Если кому-то из читателей «негативные» потенции наших стадий кажутся во всех отношениях преувеличен­ными, мы должны напомнить ему, что это не только итог работы с клиническими данными. Взрослые, с виду зре­лые и отнюдь не невротичные люди, выказывают чув­ствительность к возможной позорной «потере лица» и страшатся нападения «сзади», что не только весьма нера­зумно и находится в противоречии с доступной им ин­формацией, но может иметь роковое значение, если со­ответствующие настроения могут влиять, к примеру, на национальную и международную политику.
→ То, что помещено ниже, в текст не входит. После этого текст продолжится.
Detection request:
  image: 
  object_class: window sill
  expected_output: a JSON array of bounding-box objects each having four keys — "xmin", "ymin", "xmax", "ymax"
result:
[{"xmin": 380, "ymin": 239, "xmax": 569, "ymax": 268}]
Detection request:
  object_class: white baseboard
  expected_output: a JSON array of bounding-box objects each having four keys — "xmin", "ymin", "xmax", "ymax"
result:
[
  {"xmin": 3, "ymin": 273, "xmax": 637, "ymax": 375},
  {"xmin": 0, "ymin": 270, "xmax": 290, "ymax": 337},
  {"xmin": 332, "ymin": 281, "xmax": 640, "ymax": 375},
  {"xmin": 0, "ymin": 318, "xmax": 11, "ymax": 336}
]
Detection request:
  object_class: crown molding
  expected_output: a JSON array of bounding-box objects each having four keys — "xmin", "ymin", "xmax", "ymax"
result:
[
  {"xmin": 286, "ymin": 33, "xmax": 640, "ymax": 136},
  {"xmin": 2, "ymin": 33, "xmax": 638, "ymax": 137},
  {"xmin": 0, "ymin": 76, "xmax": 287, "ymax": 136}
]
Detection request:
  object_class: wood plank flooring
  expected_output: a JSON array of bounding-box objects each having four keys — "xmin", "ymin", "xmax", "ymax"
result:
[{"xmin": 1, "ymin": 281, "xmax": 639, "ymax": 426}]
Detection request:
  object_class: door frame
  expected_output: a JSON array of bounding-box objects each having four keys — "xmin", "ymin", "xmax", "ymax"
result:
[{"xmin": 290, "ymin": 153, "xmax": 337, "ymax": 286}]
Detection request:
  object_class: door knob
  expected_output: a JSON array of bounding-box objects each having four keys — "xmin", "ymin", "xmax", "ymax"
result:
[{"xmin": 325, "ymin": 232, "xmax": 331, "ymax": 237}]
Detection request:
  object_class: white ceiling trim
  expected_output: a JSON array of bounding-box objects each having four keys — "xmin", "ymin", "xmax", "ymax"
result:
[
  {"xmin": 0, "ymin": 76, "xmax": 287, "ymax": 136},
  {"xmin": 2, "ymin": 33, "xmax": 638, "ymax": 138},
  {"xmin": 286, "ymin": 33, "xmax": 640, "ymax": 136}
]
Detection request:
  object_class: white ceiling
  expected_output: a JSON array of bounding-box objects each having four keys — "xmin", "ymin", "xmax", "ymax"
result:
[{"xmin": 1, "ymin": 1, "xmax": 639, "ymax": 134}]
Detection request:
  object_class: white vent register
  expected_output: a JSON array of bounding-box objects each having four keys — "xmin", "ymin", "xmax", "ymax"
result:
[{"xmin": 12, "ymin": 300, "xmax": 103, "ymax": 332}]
Мы определили соотношение между базисным дове­рием и институтом религии. Постоянная потребность индивидуума в том, чтобы его воля переподтверждалась и определялась в размерах внутри взрослого порядка ве­щей, который в то же самое время переподтверждает и устанавливает размеры воли других, имеет институцио­нальную гарантию в принципе правопорядка. В повсед­невной жизни, так же как в высоких судебных инстанци­ях — государственных и международных — этот прин­цип определяет каждому его привилегии и ограничения, обязанности и права. Чувство справедливого достоинства и законной самостоятельности у окружающих его взрос­лых дают готовому к самодеятельности ребенку твердую надежду в том, что поощряемый в детстве вид автономии не приведет к излишнему сомнению или стыду в более позднем возрасте. Таким образом, чувство автономии, воспитываемое у малыша и видоизменяемое с ходом жиз­ни, служит сохранению в экономической и политичес­кой жизни чувства справедливости, равно как и само поддерживается последним.